Deeming that the public would be deeply interested to know, indeed had a right to know, something more of the author of the following work than gleams through the series of entertaining, instructive, and in many respects unparalleled articles which constitute "Knots Untied," we applied to him for his Autobiography, in details covering other portions of, and facts in his life, than are revealed in the wonderful experiences of his professional career, as brought to light in these articles.
But we were met by a reply, characteristic of most men of deeds rather than of words, that it would be wholly against his taste to furnish his own personal history: he was in 'no wise desirous to vaunt himself,' he said; 'he had not sought,' he continued, by the articles in question, to illustrate himself, or to play the part of a hero in any measure, but merely to contribute to the current literature and the history of the times a narration of sundry interesting facts, which, in their hidden and secret nature, are usually withheld from the general public.
Throughout this book Officer McWatters has shown the modesty of a retiring and unassuming man; making no further allusion to himself, and his deeds and experiences, than necessary to sustain the thread of the narratives. He desired that the book should stand upon its own merits, without any adventitious aid from the high indorsements of his own daily life and personal character, such as will be found in what follows. He would, so far as the book is concerned, be judged as an officer and an author, rather than by the merits of his own private life, be they great or small. In this he evinced a commendable pride and a good sense which we could not question.
Nevertheless we considered it fitting that we add to the book such facts as we might possess ourselves of regarding the career of a man whose life has been given, in so great part, to deeds of good, heartfully and freely done, and to humanitary reforms, as has Officer McWatters'.
For it is not strictly and merely in the capacity of a successful officer or as a spirited and graceful writer that "the Literary Policeman" (as the journals of New York are wont to distinguish Officer McWatters) has done his best works. Officer McWatters is, par excellence, a humanitarian, a gentleman of the widest tolerance and liberality of opinions, as is evinced in various parts of the narratives, which exhibit nothing of that cruel and tyrannical spirit so common to men who have much to do with the criminal classes. It is rather by kindness than severity that he would deal with the erring.

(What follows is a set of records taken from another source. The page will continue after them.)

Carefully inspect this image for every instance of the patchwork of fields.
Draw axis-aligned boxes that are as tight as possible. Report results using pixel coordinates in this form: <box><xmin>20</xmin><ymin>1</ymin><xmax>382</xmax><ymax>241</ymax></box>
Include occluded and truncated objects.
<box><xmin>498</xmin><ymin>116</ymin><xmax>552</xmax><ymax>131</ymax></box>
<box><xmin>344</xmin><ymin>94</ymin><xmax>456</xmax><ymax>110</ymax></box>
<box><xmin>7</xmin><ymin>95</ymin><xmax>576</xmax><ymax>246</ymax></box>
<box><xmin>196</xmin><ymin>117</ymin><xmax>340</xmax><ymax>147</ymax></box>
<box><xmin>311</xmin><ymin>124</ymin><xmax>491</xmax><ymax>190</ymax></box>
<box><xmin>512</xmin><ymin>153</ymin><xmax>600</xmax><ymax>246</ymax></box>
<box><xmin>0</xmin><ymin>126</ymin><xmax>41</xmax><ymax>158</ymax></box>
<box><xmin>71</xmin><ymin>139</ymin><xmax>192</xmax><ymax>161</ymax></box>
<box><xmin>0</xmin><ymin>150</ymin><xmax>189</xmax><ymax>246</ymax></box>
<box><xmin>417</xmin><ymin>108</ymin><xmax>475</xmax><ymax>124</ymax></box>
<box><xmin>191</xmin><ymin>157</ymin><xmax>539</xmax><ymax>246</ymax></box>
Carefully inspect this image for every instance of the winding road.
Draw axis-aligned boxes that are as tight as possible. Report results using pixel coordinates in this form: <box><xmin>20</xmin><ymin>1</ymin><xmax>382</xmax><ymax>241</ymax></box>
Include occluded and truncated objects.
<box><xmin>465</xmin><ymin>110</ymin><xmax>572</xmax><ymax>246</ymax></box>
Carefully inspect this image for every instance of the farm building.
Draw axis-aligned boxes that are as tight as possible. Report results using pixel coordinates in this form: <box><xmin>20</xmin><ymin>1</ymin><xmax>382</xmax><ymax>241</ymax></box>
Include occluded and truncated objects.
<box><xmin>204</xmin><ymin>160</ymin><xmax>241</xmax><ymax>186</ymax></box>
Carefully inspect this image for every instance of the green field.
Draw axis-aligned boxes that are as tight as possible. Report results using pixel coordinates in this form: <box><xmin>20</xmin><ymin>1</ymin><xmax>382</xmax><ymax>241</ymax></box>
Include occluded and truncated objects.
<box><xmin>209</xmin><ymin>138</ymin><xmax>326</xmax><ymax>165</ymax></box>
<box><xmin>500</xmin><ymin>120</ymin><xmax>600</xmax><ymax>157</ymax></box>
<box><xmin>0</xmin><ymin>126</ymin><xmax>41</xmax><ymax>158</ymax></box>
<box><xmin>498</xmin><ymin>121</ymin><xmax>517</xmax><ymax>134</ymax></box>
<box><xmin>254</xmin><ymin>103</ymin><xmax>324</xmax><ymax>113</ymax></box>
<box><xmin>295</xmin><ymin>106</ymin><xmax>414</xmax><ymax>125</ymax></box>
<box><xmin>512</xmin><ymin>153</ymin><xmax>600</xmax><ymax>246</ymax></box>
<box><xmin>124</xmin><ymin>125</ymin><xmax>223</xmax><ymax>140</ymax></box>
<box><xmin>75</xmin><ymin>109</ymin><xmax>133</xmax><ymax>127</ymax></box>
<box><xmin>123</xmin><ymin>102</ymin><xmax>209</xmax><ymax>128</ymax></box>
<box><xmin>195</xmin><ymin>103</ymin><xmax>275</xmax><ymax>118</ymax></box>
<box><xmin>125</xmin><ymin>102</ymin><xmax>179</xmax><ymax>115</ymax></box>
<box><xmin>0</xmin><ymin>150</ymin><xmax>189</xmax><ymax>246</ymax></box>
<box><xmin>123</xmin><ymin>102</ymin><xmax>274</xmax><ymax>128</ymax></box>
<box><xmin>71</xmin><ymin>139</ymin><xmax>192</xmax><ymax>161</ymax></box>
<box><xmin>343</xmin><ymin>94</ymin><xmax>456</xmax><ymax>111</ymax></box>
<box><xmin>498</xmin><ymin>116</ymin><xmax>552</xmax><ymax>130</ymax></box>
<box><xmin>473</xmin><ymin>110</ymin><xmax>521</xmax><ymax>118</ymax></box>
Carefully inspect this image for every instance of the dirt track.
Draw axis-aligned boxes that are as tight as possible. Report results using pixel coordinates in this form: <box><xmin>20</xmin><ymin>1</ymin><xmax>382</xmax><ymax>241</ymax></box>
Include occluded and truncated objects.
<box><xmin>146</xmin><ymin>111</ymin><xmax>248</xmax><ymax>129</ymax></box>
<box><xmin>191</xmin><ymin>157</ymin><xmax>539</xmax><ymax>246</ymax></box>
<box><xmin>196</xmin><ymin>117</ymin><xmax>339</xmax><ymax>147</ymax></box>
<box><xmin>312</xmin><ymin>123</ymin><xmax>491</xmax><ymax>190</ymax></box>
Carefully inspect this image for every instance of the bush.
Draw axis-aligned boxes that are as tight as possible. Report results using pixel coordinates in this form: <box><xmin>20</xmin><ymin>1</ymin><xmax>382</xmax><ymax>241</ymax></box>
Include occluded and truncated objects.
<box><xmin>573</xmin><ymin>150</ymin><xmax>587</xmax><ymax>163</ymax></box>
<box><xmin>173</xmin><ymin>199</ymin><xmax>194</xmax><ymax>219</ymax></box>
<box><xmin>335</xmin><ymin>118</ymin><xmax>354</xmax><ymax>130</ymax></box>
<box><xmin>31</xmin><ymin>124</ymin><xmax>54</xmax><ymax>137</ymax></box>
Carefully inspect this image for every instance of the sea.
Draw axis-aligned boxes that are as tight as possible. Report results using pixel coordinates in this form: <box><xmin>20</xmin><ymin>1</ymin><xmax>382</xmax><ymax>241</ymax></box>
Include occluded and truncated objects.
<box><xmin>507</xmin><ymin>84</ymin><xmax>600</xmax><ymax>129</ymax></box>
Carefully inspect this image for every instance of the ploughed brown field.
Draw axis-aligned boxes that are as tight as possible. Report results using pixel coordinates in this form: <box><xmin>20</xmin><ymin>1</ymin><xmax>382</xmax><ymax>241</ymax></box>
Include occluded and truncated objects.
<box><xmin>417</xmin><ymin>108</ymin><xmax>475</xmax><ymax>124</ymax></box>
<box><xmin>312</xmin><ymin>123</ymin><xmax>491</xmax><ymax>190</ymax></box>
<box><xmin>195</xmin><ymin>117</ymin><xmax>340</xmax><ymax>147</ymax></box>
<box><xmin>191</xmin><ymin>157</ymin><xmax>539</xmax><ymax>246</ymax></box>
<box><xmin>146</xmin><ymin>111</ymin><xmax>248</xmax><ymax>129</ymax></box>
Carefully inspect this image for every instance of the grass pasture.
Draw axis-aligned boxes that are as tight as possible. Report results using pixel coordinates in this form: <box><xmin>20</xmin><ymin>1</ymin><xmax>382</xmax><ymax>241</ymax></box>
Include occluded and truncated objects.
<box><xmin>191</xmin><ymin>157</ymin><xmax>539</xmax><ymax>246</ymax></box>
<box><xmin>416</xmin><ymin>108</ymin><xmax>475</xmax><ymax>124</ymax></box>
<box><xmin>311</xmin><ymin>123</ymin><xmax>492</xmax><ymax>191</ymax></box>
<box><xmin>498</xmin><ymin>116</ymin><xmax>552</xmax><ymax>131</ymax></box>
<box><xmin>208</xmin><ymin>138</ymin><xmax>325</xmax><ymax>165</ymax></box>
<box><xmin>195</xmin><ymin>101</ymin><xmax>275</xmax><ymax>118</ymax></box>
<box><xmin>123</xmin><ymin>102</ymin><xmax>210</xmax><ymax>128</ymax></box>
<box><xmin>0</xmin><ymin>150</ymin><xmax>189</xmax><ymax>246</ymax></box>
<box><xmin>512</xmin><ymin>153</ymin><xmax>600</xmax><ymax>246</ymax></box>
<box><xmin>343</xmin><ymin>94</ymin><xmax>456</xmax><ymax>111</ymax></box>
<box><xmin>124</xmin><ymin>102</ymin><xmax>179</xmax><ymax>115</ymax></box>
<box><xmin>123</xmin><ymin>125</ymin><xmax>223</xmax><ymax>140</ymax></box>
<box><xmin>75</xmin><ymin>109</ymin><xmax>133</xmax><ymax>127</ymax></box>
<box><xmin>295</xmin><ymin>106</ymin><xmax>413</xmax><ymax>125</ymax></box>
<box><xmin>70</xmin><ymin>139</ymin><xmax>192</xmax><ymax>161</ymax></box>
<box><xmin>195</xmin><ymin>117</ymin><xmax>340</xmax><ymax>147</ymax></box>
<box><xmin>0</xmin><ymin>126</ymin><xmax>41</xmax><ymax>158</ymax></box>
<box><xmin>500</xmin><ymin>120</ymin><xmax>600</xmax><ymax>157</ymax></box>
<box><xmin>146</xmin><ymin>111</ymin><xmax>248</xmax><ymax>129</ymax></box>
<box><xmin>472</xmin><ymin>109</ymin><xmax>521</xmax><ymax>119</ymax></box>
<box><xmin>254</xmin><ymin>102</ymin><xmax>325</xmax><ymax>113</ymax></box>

Officer McWatters, being unwilling to supply his Autobiography; and being ourselves without sufficient notes to furnish the public with the biographical comments which we considered so desirable concerning him, we intrusted the matter of writing his personal history to a well known literary gentleman of New York, with directions to him to put into form whatever he could authentically gather of a nature interesting to the reading public in general, concerning the author of "Knots Untied."